« Céleste » ou « hydraulique », peu importe : l'idée communément répandue suivant laquelle la Chine vit depuis des temps fort anciens sous un régime bureaucratique est essentiellement correcte. Sans vouloir ici décrire à nouveau l'évolution, esquissée dans les pages précédentes, des institutions gouvernementales au fil des dynasties, on rappellera simplement que les débuts de ce qui peut évoquer un corps de fonctionnaires payés et révocables, choisis pour leurs compétences supposées, intégrés au sein d'une organisation hiérarchisée, régie par une réglementation unifiée et contraignante, et à l'intérieur de laquelle ordres et informations circulent par le canal de documents écrits, remontent à la période dite des Royaumes combattants (ve-iiie s. av. J.-C.), mais qu'il faut attendre le régime des Song, au xe siècle, pour qu'une telle formation en vienne à dominer définitivement et complètement le gouvernement. On s'attachera ici à mettre en valeur un certain nombre de continuités, de changements et de problématiques. Et, comme l'objectif est en fin de compte de définir le « legs » de l'histoire, on tentera plus spécialement de définir les grandes caractéristiques de la bureaucratie impériale à la veille des temps modernes.
1. Principes généraux
Certaines notions remontent à l'époque authentiquement « féodale », aux premiers siècles de la dynastie royale des Zhou.
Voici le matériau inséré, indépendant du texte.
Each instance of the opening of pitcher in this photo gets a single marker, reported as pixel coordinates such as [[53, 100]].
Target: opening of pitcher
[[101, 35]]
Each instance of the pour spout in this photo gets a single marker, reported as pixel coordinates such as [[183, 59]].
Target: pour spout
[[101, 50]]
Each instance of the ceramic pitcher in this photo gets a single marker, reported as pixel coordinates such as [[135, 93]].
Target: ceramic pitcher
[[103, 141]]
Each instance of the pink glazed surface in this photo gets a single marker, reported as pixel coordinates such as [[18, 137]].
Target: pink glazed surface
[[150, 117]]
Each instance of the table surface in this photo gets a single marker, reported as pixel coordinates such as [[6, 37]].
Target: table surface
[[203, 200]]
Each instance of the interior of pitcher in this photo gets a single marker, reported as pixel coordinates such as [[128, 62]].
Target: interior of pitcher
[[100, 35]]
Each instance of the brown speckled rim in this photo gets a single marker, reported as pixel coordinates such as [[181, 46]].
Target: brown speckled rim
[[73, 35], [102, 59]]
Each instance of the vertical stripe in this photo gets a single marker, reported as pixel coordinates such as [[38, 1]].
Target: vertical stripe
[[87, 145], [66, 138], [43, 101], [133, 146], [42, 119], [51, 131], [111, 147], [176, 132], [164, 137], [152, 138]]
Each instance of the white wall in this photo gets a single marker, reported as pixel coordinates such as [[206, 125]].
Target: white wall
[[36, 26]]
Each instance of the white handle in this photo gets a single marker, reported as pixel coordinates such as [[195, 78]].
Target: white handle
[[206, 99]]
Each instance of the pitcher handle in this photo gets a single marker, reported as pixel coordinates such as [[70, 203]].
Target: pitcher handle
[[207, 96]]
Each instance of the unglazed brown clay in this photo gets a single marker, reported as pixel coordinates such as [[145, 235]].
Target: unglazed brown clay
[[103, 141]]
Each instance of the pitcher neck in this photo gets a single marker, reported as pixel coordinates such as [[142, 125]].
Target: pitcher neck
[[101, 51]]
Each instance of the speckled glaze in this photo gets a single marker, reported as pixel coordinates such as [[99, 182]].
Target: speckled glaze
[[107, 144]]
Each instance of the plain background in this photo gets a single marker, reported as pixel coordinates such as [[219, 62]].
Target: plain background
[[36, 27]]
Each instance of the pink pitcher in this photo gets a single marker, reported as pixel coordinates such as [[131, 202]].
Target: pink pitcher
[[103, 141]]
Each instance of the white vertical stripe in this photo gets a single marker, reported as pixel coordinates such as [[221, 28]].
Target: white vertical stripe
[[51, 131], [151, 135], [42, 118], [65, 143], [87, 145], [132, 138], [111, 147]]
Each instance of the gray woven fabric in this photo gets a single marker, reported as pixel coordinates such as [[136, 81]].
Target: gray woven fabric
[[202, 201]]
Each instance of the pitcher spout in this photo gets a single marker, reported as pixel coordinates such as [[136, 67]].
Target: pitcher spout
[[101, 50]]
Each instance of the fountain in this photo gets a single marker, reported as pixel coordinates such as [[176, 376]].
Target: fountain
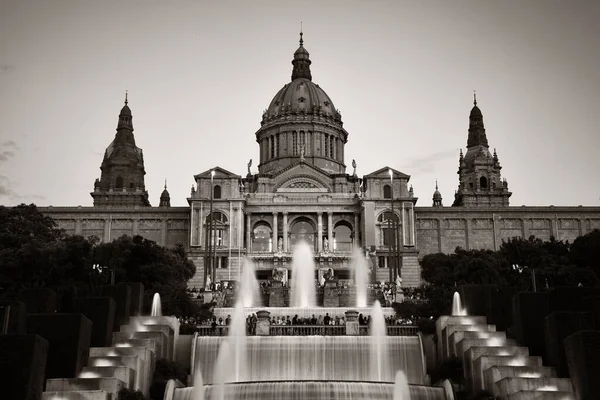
[[303, 277], [156, 306], [457, 308], [378, 343], [361, 277], [249, 292], [401, 388]]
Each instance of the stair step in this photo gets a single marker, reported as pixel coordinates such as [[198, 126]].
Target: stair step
[[125, 374], [541, 395], [496, 373], [110, 385], [509, 385], [78, 395]]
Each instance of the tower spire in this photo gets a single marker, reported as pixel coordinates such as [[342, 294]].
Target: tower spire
[[301, 61]]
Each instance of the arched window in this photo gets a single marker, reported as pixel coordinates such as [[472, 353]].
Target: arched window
[[387, 192], [386, 223], [217, 192], [261, 238], [302, 231], [483, 182], [342, 238], [220, 228]]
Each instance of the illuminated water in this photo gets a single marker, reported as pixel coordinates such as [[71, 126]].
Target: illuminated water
[[379, 360], [249, 289], [361, 276], [327, 358], [401, 388], [314, 390], [304, 292], [457, 308], [156, 306]]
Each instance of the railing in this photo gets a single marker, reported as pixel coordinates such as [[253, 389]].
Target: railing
[[307, 330], [311, 330]]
Ainsi, celle du couple prince-ministre idéalisée par Confucius, dont plusieurs traits restent intégrés au discours bureaucratique à l'époque impériale : loyauté absolue du ministre à l'égard de la famille régnante, mais aussi droit et même devoir de remontrance (symbolisé sous l'empire par les fonctionnaires du censorat, dont la fonction est de rappeler à la fois le souverain à ses devoirs et de dénoncer les abus à l'intérieur de la bureaucratie). La précarité du pouvoir dynastique, auquel son manque de vertu peut faire perdre le Mandat céleste, implique une certaine marge d'autonomie politique pour la bureaucrati […]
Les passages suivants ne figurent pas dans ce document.